COVID Tracking Project


The COVID Tracking Project is a collaborative volunteer-run effort to track the ongoing COVID-19 outbreak in the United States. It maintains a regularly updated database of a variety of types of state-level information related to the outbreak, including counts of the number of positive and negative test results obtained in each state, hospitalization and outcome data for cases, and the racial and ethnic demographic breakdowns of cases and deaths.
Data is updated by hand from "state health departments, local news reports and live news conferences", according to The New York Times.
The project reports data from all states, the District of Columbia, and five US territories.

History

In early March 2020, two journalists, Robinson Meyer and Alexis Madrigal, started constructing a COVID-19 tracking spreadsheet for their investigation in the Atlantic, after not finding a unified official source for case data with daily updates.

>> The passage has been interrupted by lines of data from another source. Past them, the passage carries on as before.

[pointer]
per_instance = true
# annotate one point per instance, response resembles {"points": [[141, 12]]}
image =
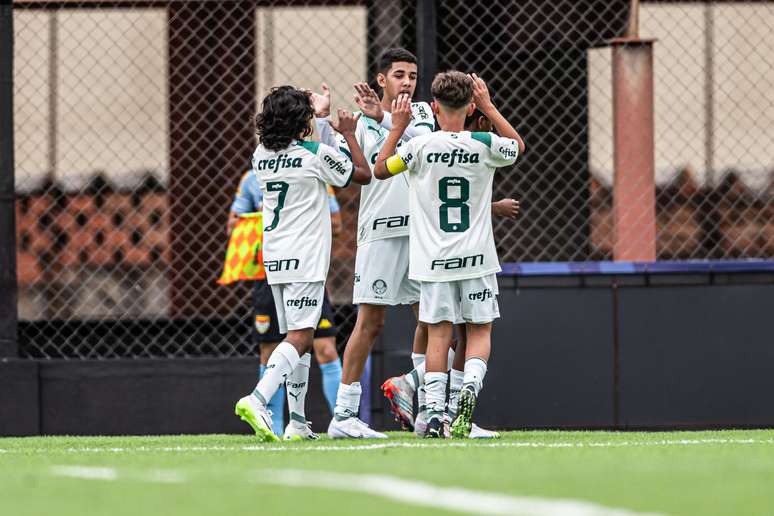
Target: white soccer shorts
{"points": [[381, 274], [299, 305], [462, 301]]}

Around the same time, data scientist Jeff Hammerbacher was independently working on a similar tracking spreadsheet, and the COVID Tracking Project was formed when these two projects merged on March 7, 2020. They invited the public to contribute, and most aspects of the project are organized and run by teams of volunteers. Madrigal leads the project, and Erin Kissane joined as its managing editor; Hammerbacher remains an advisor and volunteer.
The project continued to be developed as a shared spreadsheet, with an API for easier reuse by other tools. It expanded the range of data points it was gathering as they were reported by a majority of states. In May 2020, the CDC released for the first time their own dashboard with state-by-state breakdowns of cases and tests. The project published a comparison of the data compiled by the CDC with the data reported by the states.